PTSD Claims- pATricKStar123

SECTION 5

1. “Trauma is a contagious disease; it affects everyone that has close contact with a traumatized person”

Living with someone with PTSD can be very stressful. Especially if you have to see someone you care about and are close with deal with such a burden. They may have flashback and not remember you and or they may become violent. This could lead you to have anxiety around them waiting for their next episode. It could make you feel unsafe and on edge as stated in the article. If you have younger children like they can be affected  making them scared too or even mimic activities done. In this quote, Robert Motta, a clinical psychologist and psychology professor at Hofstra University calls trauma a disease. Now this I believe is a bit too far as it could affect others Trauma is more of a mental illness. It’s not contagious because it is not yet proven. Although, we look at couple of cases that say yes. There are still more then have a percentage that say no it is not contagious.

2. Katie doesn’t sound sure, or like she remembers exactly. One thing she’s positive of: “She just made me…so. MAD.” Brannan asks Katie to name some of the alternatives. “Walk away, get the teacher, yes ma’am, no ma’am,” Katie dutifully responds to the prompts. She looks disappointed in herself.

This quote describes a situation that happened in school with Caleb’s and Brannan’s  daughter Katie. Katie got in trouble for spitting on another classmate. When asked why she did so by her mom she doesn’t recall. Katie just remembers being mad. Katie at home always is kind and cheerful. It’s almost like Katie blacks out like her father Caleb. Her behavior mimics the violent outburst that her dad out have during his episiode which could give evidence to they claim of PTSD be contagious but the studies would need more support.

3. Secondary traumatic stress has been documented in the spouses of veterans with PTSD from Vietnam. And the spouses of Israeli veterans with PTSD, and Dutch veterans with PTSD. In one study, the incidence of secondary trauma in wives of Croatian war vets with PTSD was 30 percent. In another study there, it was 39 percent.

Although studies where shown they never really analyzies or mention how the studies were conducted. Even with there facts of the percent of veterans wives affected was 39 percent in one study and 30 in another, these results are way too low to be certain of anything. This fact could be descredited by having to small of a study as well as comparing to studies with each other.

One thought on “PTSD Claims- pATricKStar123”

  1. You’ve taken an uncommon approach here, PS, arguing at length with lengthy sections of text instead of identifying individual claims and analyzing them. Your response is more refutation than claims analysis, but on that basis you’ve done a credible job of evaluating the persuasiveness of the argument the author lays out.

    In “1,” your analysis could have been much simpler. The author claims that EVERYONE in close contact with someone who’s been traumatized will suffer trauma. But surely not everyone who has been traumatized exhibits symptoms like Caleb’s, and the author would likely withdraw his claim if you asked him whether family members of a trauma survivor who doesn’t exhibit symptoms would be “infected.”

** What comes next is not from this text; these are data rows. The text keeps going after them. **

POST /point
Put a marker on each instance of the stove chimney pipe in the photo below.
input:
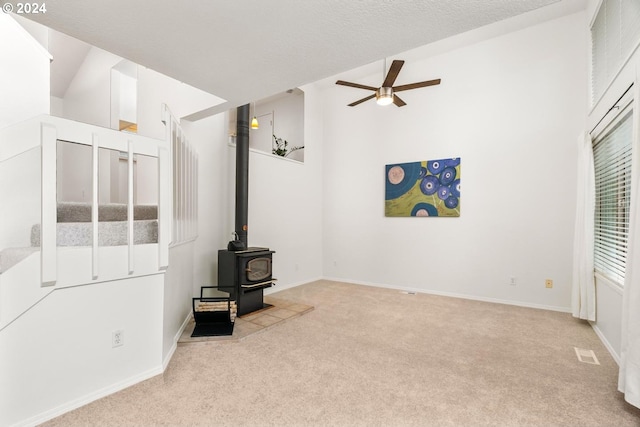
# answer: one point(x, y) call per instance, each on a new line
point(242, 172)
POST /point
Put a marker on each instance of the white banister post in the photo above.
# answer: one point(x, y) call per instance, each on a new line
point(164, 207)
point(95, 145)
point(130, 205)
point(48, 229)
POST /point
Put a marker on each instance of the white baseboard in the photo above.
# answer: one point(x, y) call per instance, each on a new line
point(281, 287)
point(454, 295)
point(605, 342)
point(91, 397)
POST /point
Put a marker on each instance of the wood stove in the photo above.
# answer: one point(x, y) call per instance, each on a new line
point(248, 273)
point(246, 270)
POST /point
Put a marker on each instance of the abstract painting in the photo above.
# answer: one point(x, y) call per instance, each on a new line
point(426, 188)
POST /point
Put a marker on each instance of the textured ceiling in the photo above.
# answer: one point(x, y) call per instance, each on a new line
point(243, 50)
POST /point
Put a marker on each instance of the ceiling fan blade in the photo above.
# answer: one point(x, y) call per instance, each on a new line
point(360, 101)
point(359, 86)
point(395, 68)
point(416, 85)
point(399, 102)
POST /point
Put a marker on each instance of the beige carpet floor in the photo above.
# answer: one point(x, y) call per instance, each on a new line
point(377, 357)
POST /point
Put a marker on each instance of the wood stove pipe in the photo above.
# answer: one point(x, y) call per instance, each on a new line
point(242, 172)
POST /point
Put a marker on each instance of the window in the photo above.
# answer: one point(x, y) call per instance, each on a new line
point(615, 34)
point(612, 164)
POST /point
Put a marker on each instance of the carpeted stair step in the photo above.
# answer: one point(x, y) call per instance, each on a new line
point(111, 233)
point(81, 212)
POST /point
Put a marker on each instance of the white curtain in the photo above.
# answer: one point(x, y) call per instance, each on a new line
point(583, 297)
point(629, 376)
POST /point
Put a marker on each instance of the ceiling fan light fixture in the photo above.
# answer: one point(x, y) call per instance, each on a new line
point(384, 96)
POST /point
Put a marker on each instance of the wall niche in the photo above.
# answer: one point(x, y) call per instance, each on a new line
point(281, 125)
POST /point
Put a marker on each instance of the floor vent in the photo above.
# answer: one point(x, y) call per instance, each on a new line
point(586, 356)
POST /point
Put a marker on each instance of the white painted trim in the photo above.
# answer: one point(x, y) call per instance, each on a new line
point(176, 338)
point(455, 295)
point(617, 288)
point(605, 342)
point(91, 397)
point(277, 287)
point(48, 230)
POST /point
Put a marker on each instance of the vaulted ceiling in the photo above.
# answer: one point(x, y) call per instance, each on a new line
point(243, 50)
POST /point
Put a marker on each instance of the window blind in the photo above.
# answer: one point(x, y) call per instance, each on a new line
point(615, 34)
point(612, 164)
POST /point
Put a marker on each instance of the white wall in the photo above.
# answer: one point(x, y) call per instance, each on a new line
point(50, 367)
point(511, 107)
point(88, 98)
point(208, 138)
point(155, 89)
point(285, 200)
point(24, 86)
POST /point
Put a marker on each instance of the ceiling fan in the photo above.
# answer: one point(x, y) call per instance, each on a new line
point(385, 94)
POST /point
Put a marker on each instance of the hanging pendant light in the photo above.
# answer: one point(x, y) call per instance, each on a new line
point(254, 121)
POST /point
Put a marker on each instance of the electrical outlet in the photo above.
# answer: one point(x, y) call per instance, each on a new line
point(117, 338)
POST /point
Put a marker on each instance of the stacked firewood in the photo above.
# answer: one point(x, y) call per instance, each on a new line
point(218, 306)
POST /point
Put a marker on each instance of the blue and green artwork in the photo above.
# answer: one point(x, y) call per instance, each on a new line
point(427, 188)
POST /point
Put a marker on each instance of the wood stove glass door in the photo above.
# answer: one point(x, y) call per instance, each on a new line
point(258, 269)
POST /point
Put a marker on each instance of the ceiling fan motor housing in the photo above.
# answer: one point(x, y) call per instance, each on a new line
point(384, 95)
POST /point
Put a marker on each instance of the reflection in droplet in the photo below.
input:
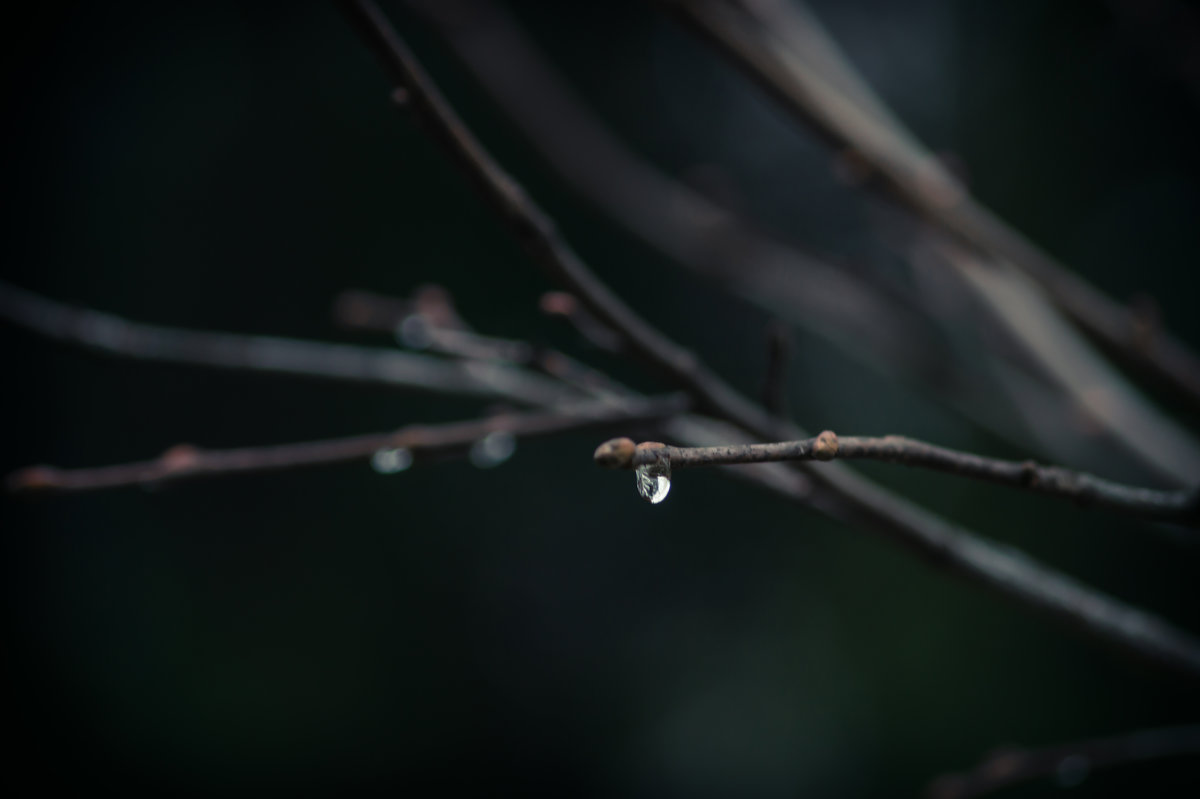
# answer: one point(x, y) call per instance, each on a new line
point(493, 449)
point(414, 331)
point(390, 461)
point(654, 480)
point(1072, 770)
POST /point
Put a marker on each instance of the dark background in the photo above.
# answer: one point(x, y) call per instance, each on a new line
point(537, 628)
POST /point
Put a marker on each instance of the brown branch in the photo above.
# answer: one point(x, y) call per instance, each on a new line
point(876, 326)
point(187, 462)
point(822, 90)
point(1179, 506)
point(1071, 761)
point(838, 491)
point(117, 336)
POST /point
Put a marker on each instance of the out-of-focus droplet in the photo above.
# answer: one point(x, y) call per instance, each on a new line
point(654, 479)
point(390, 461)
point(414, 331)
point(1072, 770)
point(493, 449)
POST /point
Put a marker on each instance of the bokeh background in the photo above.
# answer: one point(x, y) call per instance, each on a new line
point(537, 628)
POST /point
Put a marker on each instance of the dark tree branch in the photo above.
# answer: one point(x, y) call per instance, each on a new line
point(1179, 506)
point(877, 326)
point(839, 492)
point(271, 354)
point(779, 353)
point(184, 461)
point(823, 91)
point(1011, 767)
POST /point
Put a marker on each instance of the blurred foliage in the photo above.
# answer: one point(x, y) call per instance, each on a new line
point(535, 628)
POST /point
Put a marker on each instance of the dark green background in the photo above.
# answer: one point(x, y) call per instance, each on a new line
point(537, 628)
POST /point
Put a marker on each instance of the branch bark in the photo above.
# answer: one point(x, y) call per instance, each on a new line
point(839, 491)
point(1180, 506)
point(184, 461)
point(822, 90)
point(1072, 761)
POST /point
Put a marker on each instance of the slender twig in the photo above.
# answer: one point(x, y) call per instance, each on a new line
point(1179, 506)
point(838, 491)
point(186, 462)
point(876, 326)
point(822, 90)
point(271, 354)
point(425, 325)
point(1071, 762)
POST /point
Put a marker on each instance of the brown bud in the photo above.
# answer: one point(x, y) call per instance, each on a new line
point(826, 446)
point(616, 454)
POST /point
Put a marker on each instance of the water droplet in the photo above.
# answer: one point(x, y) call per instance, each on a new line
point(390, 461)
point(414, 331)
point(654, 480)
point(493, 449)
point(1072, 770)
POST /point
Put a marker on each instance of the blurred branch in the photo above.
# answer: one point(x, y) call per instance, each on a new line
point(839, 491)
point(880, 326)
point(1179, 506)
point(667, 215)
point(271, 354)
point(1071, 762)
point(185, 461)
point(773, 44)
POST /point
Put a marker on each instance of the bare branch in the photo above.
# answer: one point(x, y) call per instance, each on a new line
point(1071, 762)
point(777, 50)
point(184, 461)
point(1179, 506)
point(271, 354)
point(877, 326)
point(840, 492)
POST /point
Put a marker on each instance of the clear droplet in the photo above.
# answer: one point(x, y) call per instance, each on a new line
point(414, 331)
point(654, 479)
point(390, 461)
point(493, 449)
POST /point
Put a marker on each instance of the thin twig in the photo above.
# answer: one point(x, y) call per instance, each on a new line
point(1180, 506)
point(877, 326)
point(822, 90)
point(1071, 762)
point(185, 461)
point(841, 492)
point(409, 371)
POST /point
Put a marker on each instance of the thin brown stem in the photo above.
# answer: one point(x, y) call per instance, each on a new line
point(839, 492)
point(1179, 506)
point(271, 354)
point(1069, 762)
point(184, 461)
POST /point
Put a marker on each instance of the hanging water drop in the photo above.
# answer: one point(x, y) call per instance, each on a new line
point(654, 479)
point(493, 449)
point(390, 461)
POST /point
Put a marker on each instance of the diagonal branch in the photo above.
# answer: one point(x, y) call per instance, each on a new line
point(1180, 506)
point(117, 336)
point(796, 62)
point(839, 491)
point(185, 462)
point(1071, 762)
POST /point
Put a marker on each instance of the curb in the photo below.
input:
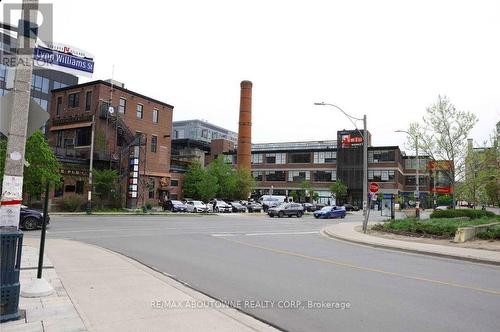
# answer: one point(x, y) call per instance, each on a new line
point(326, 233)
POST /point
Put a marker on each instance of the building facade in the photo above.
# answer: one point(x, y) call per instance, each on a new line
point(202, 131)
point(120, 123)
point(43, 80)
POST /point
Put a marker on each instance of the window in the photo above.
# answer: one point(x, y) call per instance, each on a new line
point(59, 106)
point(122, 105)
point(74, 100)
point(381, 175)
point(294, 176)
point(138, 111)
point(325, 157)
point(155, 116)
point(299, 158)
point(59, 138)
point(275, 158)
point(40, 84)
point(59, 85)
point(83, 136)
point(69, 188)
point(275, 176)
point(257, 175)
point(257, 158)
point(324, 176)
point(88, 101)
point(154, 143)
point(79, 187)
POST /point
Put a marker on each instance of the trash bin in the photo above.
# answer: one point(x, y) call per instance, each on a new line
point(11, 244)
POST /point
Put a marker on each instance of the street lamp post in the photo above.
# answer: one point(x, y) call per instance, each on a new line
point(365, 158)
point(417, 180)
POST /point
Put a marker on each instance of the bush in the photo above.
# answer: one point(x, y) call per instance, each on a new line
point(473, 214)
point(441, 228)
point(73, 203)
point(490, 234)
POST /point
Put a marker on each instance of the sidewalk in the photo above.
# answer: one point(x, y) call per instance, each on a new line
point(51, 313)
point(346, 231)
point(101, 290)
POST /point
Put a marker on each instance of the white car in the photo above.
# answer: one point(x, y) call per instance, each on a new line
point(196, 206)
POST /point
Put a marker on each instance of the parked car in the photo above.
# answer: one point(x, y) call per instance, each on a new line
point(350, 207)
point(286, 209)
point(174, 206)
point(254, 207)
point(196, 206)
point(31, 219)
point(330, 212)
point(237, 207)
point(222, 206)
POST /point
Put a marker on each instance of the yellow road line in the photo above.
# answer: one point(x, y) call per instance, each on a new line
point(362, 268)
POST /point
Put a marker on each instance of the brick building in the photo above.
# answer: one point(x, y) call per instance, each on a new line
point(122, 119)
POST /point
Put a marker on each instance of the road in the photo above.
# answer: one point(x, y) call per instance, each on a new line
point(250, 257)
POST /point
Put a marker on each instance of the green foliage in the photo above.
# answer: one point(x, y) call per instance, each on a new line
point(492, 233)
point(441, 228)
point(445, 200)
point(194, 175)
point(338, 188)
point(472, 214)
point(217, 180)
point(73, 203)
point(105, 184)
point(43, 164)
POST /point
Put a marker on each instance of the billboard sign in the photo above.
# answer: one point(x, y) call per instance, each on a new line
point(65, 58)
point(350, 139)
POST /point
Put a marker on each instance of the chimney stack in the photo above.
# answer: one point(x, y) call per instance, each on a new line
point(245, 127)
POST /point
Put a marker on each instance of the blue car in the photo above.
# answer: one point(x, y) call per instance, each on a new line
point(330, 212)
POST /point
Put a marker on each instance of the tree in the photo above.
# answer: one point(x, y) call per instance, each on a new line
point(338, 188)
point(244, 184)
point(105, 184)
point(43, 164)
point(207, 188)
point(442, 136)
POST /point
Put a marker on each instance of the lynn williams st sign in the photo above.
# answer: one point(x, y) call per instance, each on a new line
point(66, 58)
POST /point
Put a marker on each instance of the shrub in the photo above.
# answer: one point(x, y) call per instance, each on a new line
point(73, 203)
point(473, 214)
point(490, 234)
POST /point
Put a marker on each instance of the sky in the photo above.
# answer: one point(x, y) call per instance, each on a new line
point(386, 59)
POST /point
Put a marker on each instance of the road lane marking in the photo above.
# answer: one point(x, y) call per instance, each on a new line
point(219, 234)
point(363, 268)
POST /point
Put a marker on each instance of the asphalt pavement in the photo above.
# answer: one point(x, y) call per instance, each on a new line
point(298, 279)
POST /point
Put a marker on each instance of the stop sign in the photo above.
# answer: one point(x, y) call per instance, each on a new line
point(373, 187)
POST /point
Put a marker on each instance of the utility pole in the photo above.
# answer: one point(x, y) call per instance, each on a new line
point(12, 193)
point(365, 176)
point(89, 193)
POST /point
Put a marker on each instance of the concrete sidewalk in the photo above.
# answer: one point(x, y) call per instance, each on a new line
point(110, 292)
point(347, 231)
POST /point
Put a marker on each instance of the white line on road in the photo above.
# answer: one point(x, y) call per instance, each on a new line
point(264, 233)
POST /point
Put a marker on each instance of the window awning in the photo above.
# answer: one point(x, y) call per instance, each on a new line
point(71, 126)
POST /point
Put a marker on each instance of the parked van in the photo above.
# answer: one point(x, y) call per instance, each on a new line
point(269, 201)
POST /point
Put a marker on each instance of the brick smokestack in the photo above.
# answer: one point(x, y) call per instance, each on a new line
point(245, 127)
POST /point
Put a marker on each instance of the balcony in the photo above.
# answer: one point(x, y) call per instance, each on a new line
point(80, 153)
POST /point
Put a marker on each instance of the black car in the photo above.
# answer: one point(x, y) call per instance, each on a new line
point(254, 207)
point(350, 207)
point(286, 209)
point(174, 206)
point(31, 219)
point(237, 207)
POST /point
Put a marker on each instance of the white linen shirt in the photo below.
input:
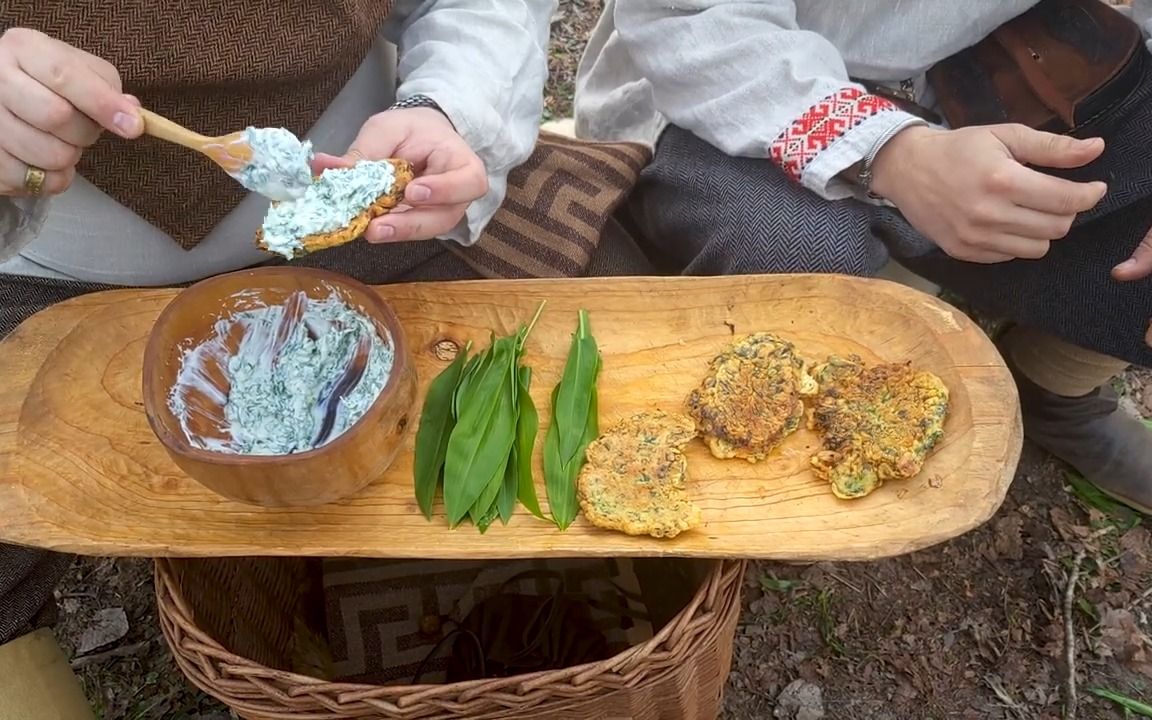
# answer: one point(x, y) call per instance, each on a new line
point(770, 78)
point(485, 65)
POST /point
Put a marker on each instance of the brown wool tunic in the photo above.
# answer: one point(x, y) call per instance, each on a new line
point(213, 66)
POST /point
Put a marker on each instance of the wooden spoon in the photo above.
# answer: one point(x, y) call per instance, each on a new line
point(232, 152)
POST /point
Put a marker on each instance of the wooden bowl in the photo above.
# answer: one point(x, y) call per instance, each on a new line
point(335, 470)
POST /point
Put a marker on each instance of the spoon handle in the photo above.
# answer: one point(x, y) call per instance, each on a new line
point(165, 129)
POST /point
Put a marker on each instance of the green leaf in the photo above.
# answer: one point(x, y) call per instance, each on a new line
point(571, 408)
point(506, 502)
point(527, 426)
point(560, 491)
point(1127, 703)
point(486, 506)
point(476, 365)
point(434, 429)
point(482, 439)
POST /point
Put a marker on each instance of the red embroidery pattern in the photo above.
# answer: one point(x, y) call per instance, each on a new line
point(823, 124)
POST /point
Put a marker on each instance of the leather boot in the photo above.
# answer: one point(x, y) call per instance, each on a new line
point(1107, 446)
point(36, 681)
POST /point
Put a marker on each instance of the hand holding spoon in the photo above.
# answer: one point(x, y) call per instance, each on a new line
point(271, 161)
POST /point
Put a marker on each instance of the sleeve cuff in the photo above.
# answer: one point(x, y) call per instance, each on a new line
point(833, 135)
point(21, 220)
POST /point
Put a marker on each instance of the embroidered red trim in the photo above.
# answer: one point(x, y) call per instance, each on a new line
point(823, 124)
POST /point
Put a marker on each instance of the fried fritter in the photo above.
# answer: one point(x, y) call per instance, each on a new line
point(403, 174)
point(634, 477)
point(878, 423)
point(751, 398)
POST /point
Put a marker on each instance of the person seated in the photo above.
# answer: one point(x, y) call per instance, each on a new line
point(88, 203)
point(809, 136)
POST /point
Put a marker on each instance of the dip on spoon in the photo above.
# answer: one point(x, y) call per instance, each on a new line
point(271, 161)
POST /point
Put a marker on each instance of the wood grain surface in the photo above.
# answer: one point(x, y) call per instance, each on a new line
point(81, 470)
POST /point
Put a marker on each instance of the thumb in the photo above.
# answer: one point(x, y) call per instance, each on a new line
point(1139, 265)
point(1048, 149)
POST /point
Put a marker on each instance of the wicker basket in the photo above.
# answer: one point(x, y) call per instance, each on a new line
point(244, 652)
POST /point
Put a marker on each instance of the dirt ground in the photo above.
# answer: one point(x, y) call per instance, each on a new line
point(970, 629)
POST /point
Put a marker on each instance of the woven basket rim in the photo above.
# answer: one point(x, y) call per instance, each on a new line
point(249, 687)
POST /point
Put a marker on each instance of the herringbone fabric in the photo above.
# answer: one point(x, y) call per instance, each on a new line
point(714, 214)
point(214, 67)
point(558, 205)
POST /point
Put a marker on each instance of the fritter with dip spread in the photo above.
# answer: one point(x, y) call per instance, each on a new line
point(335, 209)
point(878, 423)
point(751, 398)
point(634, 477)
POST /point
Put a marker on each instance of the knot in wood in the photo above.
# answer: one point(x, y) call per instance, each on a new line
point(446, 349)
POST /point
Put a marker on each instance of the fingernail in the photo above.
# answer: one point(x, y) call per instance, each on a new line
point(417, 192)
point(127, 124)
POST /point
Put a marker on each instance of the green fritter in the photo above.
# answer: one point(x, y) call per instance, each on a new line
point(878, 423)
point(634, 477)
point(751, 398)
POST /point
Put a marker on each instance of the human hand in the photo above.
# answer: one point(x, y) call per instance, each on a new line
point(970, 191)
point(448, 174)
point(54, 101)
point(1137, 267)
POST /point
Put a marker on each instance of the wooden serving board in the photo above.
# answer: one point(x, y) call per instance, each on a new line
point(81, 470)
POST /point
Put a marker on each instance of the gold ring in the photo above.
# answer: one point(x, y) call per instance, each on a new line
point(33, 180)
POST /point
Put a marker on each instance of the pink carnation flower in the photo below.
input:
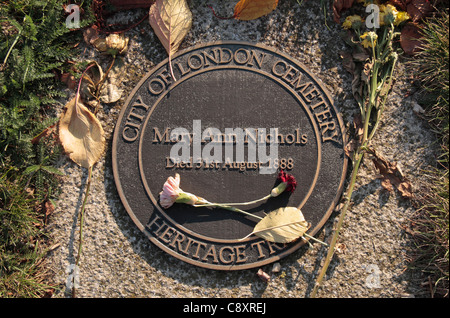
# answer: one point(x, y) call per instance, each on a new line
point(171, 191)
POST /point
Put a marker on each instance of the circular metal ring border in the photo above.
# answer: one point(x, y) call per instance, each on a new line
point(286, 252)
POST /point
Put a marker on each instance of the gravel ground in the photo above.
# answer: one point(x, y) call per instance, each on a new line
point(119, 261)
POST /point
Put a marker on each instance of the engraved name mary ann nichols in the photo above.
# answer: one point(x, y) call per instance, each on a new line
point(225, 116)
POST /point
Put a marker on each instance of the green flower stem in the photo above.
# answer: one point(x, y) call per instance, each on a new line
point(226, 207)
point(360, 155)
point(232, 204)
point(374, 91)
point(80, 245)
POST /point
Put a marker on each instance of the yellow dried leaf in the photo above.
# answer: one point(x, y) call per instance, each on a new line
point(283, 225)
point(253, 9)
point(81, 134)
point(171, 20)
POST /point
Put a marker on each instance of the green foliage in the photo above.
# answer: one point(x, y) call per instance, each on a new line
point(34, 49)
point(432, 222)
point(35, 45)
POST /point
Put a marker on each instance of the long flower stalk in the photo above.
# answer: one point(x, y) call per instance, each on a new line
point(382, 55)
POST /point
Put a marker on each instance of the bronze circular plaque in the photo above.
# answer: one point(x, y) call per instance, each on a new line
point(226, 117)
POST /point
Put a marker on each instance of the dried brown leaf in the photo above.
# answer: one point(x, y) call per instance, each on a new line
point(171, 20)
point(81, 134)
point(283, 225)
point(391, 175)
point(340, 5)
point(253, 9)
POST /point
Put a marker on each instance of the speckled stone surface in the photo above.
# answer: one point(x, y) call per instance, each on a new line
point(119, 261)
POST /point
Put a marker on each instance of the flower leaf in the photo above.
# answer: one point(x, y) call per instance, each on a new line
point(81, 134)
point(283, 225)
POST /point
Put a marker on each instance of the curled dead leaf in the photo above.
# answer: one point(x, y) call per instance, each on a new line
point(410, 38)
point(391, 175)
point(340, 5)
point(253, 9)
point(81, 134)
point(283, 225)
point(171, 20)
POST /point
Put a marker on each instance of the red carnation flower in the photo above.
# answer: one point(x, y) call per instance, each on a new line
point(289, 179)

    My own take is that PTSD isn’t “contagious” in the way the flu is contagious. PTSD is a reaction to a threatening environment. For the vet, the environment was the battlefield. For Katie, the battlefield is the home she shares with a terrifying dad. She’s not being “infected” by his PTSD. She’s a victim of her own trauma, not his. Does that make sense?

    Regarding “3,” I appreciate your demand for explanation and for more impressive numbers, but even the flu doesn’t have to infect more than 30% of the people it reaches to prove it’s contagious.

    I thrive on interaction, PS.
    If you respond, I’ll quickly learn that you appreciate feedback.